A las 06:45, la delegación de la Escuela Municipal de Taekwon-Do de La Quiaca partió rumbo a San Salvador de Jujuy para competir en el Campeonato Nacional, llevando en cada dobok no sólo los colores de la ciudad, sino una verdadera legión de valores: disciplina, perseverancia, respeto y tenacidad.

Más de 80 jóvenes luchadores, acompañados por sus instructores y por un importante grupo de madres y padres, iniciaron el viaje deportivo más importante del año para las artes marciales de la ciudad. No se trata sólo de buscar medallas y trofeos: el Taekwon-Do se consolidó en La Quiaca como una herramienta de contención juvenil, una escuela de vida que ordena, motiva y abre horizontes a chicos y chicas de distintos barrios.
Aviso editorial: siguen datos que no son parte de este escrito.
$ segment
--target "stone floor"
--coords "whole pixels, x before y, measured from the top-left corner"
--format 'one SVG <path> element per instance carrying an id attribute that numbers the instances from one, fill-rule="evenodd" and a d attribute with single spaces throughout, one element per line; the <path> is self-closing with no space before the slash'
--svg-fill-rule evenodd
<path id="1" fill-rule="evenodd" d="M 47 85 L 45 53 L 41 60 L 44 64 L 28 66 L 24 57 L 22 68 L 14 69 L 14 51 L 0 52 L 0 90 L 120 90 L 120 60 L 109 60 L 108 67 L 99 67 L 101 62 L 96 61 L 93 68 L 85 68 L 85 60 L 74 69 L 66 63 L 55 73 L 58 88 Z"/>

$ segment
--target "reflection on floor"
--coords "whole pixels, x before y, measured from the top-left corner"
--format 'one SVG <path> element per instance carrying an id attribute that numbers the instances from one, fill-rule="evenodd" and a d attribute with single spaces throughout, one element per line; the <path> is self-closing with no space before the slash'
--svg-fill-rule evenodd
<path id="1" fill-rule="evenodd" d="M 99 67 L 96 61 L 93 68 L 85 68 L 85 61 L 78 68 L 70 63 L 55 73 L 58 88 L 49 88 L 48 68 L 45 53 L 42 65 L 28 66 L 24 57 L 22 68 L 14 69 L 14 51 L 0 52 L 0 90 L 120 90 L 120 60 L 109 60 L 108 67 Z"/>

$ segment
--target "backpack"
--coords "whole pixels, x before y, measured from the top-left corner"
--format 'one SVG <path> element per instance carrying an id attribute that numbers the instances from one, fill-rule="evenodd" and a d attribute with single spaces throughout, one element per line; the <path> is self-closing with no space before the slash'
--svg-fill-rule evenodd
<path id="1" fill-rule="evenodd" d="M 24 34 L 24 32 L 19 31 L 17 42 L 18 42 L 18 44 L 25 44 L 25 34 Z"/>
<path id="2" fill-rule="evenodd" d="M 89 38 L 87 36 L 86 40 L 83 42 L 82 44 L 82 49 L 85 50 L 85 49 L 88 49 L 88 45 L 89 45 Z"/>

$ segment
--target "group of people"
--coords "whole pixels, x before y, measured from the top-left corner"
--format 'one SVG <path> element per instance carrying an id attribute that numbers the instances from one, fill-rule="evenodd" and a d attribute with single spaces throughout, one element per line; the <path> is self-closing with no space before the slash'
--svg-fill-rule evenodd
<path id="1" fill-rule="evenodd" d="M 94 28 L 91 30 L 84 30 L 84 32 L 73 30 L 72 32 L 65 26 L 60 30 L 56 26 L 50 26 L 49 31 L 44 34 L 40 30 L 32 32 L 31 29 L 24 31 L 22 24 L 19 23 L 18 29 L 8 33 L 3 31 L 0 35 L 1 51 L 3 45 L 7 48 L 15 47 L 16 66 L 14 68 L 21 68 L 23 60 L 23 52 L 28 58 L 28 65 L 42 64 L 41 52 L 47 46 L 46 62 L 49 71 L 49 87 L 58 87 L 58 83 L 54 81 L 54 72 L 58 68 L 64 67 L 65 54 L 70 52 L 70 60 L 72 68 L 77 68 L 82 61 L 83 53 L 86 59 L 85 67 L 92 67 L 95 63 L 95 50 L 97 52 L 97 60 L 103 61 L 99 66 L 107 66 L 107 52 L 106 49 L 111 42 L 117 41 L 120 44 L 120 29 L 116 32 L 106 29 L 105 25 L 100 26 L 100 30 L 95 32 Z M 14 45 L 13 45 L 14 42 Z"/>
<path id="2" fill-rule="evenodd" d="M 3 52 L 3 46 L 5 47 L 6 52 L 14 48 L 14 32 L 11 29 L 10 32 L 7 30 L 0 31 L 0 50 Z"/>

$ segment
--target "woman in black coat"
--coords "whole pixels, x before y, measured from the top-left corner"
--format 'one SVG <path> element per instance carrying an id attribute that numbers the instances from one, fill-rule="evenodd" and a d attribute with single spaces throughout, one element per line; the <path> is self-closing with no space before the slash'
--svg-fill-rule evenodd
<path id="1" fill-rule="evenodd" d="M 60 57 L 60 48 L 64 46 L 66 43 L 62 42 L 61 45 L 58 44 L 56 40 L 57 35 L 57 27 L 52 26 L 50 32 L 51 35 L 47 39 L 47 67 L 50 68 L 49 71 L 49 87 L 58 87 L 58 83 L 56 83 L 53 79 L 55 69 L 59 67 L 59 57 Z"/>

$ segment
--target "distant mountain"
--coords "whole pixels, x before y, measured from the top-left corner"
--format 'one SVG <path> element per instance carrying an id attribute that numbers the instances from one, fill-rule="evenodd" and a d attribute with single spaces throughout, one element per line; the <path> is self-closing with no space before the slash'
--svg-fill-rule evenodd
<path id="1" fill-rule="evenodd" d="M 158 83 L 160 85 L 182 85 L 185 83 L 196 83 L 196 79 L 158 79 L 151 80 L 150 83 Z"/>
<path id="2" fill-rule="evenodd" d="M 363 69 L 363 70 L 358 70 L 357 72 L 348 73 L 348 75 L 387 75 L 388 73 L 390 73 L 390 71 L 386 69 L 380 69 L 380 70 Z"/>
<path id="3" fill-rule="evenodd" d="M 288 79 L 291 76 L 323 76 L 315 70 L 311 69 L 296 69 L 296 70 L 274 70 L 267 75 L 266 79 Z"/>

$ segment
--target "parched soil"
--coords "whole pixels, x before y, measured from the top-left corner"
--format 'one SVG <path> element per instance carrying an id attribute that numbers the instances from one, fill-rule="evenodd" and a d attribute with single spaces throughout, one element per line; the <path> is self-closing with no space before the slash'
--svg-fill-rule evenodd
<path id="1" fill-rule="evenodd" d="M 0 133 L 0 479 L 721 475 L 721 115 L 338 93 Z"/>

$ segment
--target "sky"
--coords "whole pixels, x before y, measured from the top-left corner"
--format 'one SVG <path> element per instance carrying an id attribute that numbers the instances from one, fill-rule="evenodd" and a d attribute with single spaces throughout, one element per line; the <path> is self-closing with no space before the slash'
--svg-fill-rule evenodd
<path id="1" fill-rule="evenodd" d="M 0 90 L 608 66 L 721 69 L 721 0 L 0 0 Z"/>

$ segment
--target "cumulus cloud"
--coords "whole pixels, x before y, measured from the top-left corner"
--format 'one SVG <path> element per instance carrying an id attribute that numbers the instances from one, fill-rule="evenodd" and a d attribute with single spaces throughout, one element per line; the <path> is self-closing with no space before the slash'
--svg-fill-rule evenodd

Desde el municipio quiaqueño se remarcó que el apoyo logístico y económico a la Escuela Municipal de Taekwon-Do es parte de una política sostenida de promoción del deporte formativo. El acompañamiento institucional —traslados, articulación y presencia permanente— tiene un objetivo claro: que ningún talento quede afuera por falta de recursos y que el deporte sea un espacio real de oportunidades.

La imagen del colectivo partiendo al amanecer, cargado de bolsos, protecciones y nervios previos a la competencia, sintetiza el espíritu de esta delegación:
- jóvenes dispuestos a competir con humildad y coraje,
- familias que confían en el deporte como camino de crecimiento,
- e instructores que, día a día, transforman el tatami en una escuela de carácter y valores.

La Quiaca se prepara ahora para seguir de cerca cada combate, cada forma y cada podio. Pase lo que pase en el tablero de medallas, el mensaje ya está claro:
el Taekwon-Do municipal es hoy un orgullo de la ciudad y una prueba concreta de que, cuando el Estado acompaña, la juventud responde con compromiso y esfuerzo.